Für Anfänger sind deswegen entweder diatonische Richter-Mundharmonikas (sogenannte Blues Harps) oder chromatische Mundharmonikas besser geeignet. Die Blues Harps haben den Vorteil, dass sie in der Anschaffung günstiger sind. Zudem sind sie die heute am meisten verwendete Mundharmonika-Art. Und sie sind vielseitig.

Welche Mundharmonika braucht man für Spiel mir das Lied vom Tod?

Im Original wird diese Melodie nicht wie im Film mit einer Harp gespielt, sondern mit einer chromatischen Muha. Der Schieber wird dabei halb gedrückt, so dass gleichzeitig ein C-Dur und ein Cis-Dur Akkord erklingt.

Welche Mundharmonika passt am besten zur Gitarre?

Am besten nimmst du fürs gleichzeitige Spielen der Mundharmonika und der Gitarre eine diatonische Mundharmonika.

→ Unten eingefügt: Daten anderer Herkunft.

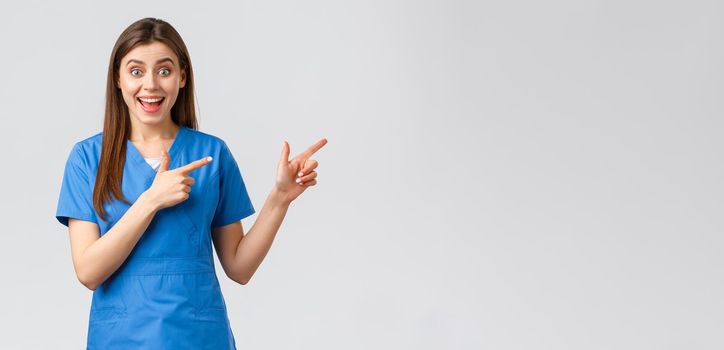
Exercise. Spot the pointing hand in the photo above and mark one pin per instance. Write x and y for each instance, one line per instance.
(171, 187)
(294, 176)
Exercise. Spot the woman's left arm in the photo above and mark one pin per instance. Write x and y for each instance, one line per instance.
(241, 254)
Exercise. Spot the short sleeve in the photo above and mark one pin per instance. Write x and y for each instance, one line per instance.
(76, 191)
(234, 202)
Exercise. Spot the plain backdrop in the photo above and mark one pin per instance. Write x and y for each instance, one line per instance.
(499, 174)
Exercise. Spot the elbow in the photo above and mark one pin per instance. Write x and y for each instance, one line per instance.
(88, 282)
(238, 278)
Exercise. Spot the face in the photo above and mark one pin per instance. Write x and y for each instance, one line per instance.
(149, 78)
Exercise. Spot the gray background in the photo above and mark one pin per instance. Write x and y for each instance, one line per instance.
(499, 175)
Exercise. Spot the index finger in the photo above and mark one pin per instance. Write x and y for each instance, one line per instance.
(186, 169)
(314, 148)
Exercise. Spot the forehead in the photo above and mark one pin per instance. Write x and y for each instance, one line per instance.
(150, 53)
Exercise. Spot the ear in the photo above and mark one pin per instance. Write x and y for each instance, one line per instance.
(183, 78)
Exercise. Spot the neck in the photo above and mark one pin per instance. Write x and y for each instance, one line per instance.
(144, 132)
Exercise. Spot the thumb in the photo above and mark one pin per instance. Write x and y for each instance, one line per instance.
(164, 161)
(285, 153)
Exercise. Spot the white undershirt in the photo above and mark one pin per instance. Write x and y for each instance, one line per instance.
(154, 162)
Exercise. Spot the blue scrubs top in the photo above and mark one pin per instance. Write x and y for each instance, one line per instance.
(166, 294)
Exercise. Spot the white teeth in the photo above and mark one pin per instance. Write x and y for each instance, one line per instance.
(150, 100)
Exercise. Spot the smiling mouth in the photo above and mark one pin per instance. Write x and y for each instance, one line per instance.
(151, 107)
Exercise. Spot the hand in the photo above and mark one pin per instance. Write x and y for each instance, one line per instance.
(289, 183)
(171, 187)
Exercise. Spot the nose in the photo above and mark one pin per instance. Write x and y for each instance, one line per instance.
(149, 82)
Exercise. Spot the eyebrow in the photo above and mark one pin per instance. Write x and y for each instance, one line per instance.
(165, 59)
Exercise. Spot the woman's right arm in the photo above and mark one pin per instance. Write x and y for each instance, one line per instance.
(95, 258)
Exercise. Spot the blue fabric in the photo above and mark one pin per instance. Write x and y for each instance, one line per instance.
(166, 295)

Welche Mundharmonika für Folk?

Die diatonische Mundharmonika, auch Blues Harp genannt, bietet einfache Dur-Tonleitern und Akkorde. Spezielle Spieltechniken wie Bendings und Overbends erweitern den Tonumfang. Typisch ist ihr Sound im Blues, Folk und Country, aber auch Pop und Rock.

Wie lernt man am besten Mundharmonika?

Das erste Ziel beim Lernen der Mundharmonika ist das Treffen von Einzeltönen. Wenn man sauber einzelne Töne spielen kann, kann man auch viele bekannte Lieder auf der Mundharmonika spielen. Mit der Hohner Melody Star fällt es von Anfang an leicht, Einzeltöne zu treffen.

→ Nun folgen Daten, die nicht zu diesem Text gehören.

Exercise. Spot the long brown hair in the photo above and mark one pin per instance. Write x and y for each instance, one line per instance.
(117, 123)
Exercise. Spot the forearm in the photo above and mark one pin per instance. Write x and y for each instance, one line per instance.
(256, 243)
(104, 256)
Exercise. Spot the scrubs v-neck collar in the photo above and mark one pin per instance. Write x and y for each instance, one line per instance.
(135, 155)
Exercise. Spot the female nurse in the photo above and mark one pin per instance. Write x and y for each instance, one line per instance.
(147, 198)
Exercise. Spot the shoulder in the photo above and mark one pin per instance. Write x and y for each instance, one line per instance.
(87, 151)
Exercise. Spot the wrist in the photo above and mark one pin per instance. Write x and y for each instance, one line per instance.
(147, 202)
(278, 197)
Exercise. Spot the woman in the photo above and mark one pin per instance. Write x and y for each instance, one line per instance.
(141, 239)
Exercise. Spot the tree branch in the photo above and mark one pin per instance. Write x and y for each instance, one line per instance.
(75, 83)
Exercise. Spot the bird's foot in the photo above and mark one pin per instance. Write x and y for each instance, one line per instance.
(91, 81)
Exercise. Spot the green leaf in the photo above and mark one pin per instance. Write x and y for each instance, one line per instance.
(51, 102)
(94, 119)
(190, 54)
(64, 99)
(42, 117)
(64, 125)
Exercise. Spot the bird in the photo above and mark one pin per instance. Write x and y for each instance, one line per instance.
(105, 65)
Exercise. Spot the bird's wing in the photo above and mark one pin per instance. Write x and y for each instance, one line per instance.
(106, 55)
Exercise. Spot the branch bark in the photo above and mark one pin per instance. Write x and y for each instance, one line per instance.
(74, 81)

Wie schwer ist es Mundharmonika zu lernen?

Mundharmonika zu erlernen ist nicht schwer und für jeden möglich. Das meine ich uneingeschränkt für Menschen jeden Alters. Denn mehrere Studien haben gezeigt, dass Menschen bis ins hohe Alter noch ein Musikinstrument lernen können. Natürlich wirst du dann kein Star-Virtuose.

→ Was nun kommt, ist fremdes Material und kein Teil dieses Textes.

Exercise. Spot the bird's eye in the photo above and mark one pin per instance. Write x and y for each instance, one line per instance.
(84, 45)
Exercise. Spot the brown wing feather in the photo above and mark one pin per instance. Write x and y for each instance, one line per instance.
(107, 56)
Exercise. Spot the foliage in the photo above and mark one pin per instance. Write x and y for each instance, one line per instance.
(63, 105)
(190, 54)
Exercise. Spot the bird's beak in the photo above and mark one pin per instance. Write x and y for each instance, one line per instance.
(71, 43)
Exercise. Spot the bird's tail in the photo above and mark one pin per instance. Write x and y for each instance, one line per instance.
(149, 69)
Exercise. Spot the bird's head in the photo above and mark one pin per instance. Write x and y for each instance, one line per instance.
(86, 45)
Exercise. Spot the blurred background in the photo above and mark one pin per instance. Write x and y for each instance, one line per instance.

Wie viel kostet eine gute Mundharmonika?

Eine gute chromatische Mundharmonika beginnt bei etwa 150 Euro. Auch das sind Instrumente, an denen du lange etwas hast. Man kann zwar auch bereits Chroms in der Größenordnung um 60 Euro kaufen.

Kann sich eine Mundharmonika verstimmen?

Ja, es klingt schon fast unangenehm nach einer Pfeife. Oft kommt dazu, dass es schräg und verstimmt klingt. Bei den hohen Blastönen kann es übrigens auch sein, dass der Ton genauso harsch und unsauber klingt. Auch das Verstimmen kann dort auftreten.